November 15, 2022
The four day week and a case of less is more
When a pilot programme for a four day week was announced in the UK early in the New Year, #4dayweek trended for days on twitter, with jokey comments on how employees taking part in the trial should do everything not to ‘f*** it up for the rest of us.’ But behind the humour there’s a real issue with productivity in the UK. Recent Office for National Statistics reveals that while productivity grew across all G7 countries during the pandemic, the UK experienced the largest falls in GDP growth and an increase in the number of hours worked.
The idea of actually cutting the number of days employees work may seem counter intuitive, but the results of global trials are promising. The UK pilot, from consultancy Autonomy – working in partnership with 4 Day Week Global, Cambridge University, Oxford University, Boston College, and the 4 Day Week UK campaign, has spawned a lot of interest in the UK, with at least 30 UK based companies taking part.
Joe O’Connor Pilot Program Manager at 4 Day Week Global, who has been coordinating pilots of the four-day working week in Ireland, the United States and Canada says: “In terms of demand we’ve had more expressions of interest in the UK in the first week than we’ve had over several months in the US and Canada. The degree of interest in the UK is quite remarkable, so we’re in a space where we think there’ll be 50 organisations [taking part] or more.”
He says the motivation for many companies is not just productivity or wellbeing but recruitment and retention. In the past the employers who had an edge were those who offered flexible working, but post pandemic, employers are looking for the next big thing which could give them the edge. “This pilot programme initially arose from the idea that if we wanted the four-day week to grow from a niche in the fringes of the workplace conversation, we wanted to be able to demonstrate that positive outcomes we’d seen from the companies we’d worked with could be replicated on a much wider scale.”
Global trials
Between 2015-2019, Iceland ran two large-scale trials of a reduced working week of 35-36 hours with no reduction in pay. The results, as analysed in a joint project by Autonomy and the research organisation Association for Sustainability and Democracy (Alda) in Iceland, found productivity and service provision remained the same or improved across the majority of trial workplaces. Last March, Germany’s largest trade union agreed on a pay deal in a key industrial region, allowing some workers to move to a four-day week without significant earnings loss.

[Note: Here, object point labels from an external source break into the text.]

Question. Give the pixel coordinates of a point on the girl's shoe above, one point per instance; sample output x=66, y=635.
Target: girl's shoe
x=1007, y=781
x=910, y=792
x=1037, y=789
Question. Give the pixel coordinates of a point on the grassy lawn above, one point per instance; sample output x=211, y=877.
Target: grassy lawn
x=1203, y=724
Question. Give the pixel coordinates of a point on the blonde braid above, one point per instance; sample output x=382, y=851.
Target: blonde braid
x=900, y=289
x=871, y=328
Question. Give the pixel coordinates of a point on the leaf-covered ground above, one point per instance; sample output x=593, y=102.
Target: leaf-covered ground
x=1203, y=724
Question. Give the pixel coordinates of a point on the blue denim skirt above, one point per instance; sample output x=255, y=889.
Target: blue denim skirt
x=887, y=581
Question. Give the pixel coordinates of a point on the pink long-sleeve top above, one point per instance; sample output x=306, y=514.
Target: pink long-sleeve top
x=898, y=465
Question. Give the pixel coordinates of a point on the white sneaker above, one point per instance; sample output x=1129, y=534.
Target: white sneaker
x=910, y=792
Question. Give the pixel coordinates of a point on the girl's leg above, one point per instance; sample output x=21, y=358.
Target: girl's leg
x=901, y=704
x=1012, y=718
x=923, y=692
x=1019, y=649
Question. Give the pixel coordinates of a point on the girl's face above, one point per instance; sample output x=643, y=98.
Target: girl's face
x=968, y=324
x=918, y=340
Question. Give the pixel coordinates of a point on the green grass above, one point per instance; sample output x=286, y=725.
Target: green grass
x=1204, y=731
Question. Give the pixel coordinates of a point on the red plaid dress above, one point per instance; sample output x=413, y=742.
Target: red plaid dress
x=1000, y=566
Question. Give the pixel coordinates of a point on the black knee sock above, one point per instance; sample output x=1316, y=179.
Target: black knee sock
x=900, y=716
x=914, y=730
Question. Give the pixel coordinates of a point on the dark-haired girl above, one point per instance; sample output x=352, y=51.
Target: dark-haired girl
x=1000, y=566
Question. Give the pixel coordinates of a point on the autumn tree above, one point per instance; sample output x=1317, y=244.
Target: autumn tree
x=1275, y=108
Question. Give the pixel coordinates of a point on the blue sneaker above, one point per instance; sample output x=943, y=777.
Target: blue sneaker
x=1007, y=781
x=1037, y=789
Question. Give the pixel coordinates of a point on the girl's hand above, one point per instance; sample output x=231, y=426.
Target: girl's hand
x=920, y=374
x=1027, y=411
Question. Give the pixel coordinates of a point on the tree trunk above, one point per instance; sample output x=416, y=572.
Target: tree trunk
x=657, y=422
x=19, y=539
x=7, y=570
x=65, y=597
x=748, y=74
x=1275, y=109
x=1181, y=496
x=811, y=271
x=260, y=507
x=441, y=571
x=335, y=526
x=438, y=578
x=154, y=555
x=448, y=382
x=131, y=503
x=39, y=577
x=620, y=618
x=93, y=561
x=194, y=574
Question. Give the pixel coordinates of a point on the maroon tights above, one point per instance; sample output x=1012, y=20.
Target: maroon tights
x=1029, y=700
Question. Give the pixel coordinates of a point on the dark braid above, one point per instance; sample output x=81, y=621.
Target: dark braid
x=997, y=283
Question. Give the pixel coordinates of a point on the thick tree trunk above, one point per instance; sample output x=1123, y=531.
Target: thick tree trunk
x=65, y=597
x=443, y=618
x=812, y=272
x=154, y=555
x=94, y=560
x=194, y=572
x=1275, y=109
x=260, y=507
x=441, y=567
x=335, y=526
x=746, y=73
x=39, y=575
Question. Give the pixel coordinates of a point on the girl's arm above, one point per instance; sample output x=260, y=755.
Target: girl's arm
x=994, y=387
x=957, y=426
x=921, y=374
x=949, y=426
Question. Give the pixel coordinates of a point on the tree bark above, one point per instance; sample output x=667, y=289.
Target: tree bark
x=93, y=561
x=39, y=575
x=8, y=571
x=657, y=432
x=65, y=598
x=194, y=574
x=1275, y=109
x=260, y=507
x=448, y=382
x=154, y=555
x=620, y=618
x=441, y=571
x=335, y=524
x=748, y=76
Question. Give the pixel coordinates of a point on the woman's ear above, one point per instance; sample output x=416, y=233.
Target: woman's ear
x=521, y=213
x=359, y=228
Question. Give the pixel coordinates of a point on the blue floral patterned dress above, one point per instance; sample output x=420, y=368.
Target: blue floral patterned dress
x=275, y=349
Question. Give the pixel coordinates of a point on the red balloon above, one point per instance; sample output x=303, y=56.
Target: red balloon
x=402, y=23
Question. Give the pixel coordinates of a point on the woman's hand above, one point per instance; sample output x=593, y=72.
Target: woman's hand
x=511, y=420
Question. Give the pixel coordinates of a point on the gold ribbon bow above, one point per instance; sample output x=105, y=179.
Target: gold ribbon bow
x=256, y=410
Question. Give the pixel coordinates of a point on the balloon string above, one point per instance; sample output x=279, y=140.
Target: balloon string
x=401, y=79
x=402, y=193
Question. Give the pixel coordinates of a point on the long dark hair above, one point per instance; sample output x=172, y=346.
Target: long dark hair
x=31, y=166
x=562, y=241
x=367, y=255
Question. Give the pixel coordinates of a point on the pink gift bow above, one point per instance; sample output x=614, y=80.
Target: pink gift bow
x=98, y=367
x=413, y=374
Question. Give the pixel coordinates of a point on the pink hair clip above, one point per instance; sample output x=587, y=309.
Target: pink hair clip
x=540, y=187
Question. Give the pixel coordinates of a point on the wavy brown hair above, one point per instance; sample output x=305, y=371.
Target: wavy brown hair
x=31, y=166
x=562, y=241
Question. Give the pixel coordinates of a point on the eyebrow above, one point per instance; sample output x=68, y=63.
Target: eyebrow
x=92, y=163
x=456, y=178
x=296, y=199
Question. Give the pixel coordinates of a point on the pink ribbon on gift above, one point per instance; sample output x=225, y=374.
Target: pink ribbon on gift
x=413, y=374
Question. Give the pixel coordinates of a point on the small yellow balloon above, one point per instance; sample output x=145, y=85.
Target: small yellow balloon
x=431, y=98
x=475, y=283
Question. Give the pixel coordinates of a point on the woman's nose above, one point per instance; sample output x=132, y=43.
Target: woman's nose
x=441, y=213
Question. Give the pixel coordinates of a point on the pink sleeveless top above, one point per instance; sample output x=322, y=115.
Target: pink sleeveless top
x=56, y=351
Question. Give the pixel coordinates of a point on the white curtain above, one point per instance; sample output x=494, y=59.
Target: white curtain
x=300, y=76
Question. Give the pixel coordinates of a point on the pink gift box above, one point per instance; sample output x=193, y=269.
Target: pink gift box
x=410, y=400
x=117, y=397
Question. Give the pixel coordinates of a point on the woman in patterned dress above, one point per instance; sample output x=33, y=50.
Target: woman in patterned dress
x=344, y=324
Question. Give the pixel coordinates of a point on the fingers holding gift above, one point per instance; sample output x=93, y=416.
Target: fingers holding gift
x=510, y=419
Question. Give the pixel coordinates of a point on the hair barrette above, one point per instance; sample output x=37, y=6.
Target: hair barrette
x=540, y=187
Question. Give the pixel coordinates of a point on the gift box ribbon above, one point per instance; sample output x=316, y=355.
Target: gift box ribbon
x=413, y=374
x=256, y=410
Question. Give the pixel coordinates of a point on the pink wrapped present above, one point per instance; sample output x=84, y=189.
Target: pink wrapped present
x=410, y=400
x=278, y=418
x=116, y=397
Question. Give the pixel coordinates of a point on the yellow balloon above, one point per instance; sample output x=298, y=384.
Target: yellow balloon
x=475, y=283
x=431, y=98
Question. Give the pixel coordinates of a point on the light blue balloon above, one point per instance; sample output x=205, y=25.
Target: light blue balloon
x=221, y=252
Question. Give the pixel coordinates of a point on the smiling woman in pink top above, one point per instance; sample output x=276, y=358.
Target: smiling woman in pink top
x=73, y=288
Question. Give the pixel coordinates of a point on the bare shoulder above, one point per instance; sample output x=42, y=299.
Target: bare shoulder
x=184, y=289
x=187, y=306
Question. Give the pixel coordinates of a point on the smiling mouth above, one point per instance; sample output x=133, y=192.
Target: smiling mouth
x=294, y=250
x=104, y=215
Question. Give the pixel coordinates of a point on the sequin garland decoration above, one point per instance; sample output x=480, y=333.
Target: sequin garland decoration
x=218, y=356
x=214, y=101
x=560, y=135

Autonomy research found that a 30-hour week in Germany’s public sector is not just desirable for worker wellbeing and for reducing the costs of burn out and presenteeism but could create hundreds of thousands of jobs.
Following the success of a New Zealand-based trial at property planning company, Perpetual Guardian in 2018, Andrew Barnes and Charlotte Lockhart set up 4 Day Week Global, the not-for-profit platform for the promotion of the four-day week. Speaking at the Workplace Trends update Barnes explained that: “at its heart the four-day week is a reduced hour’s working week on normal weekly pay but one which maintains or enhances productivity.”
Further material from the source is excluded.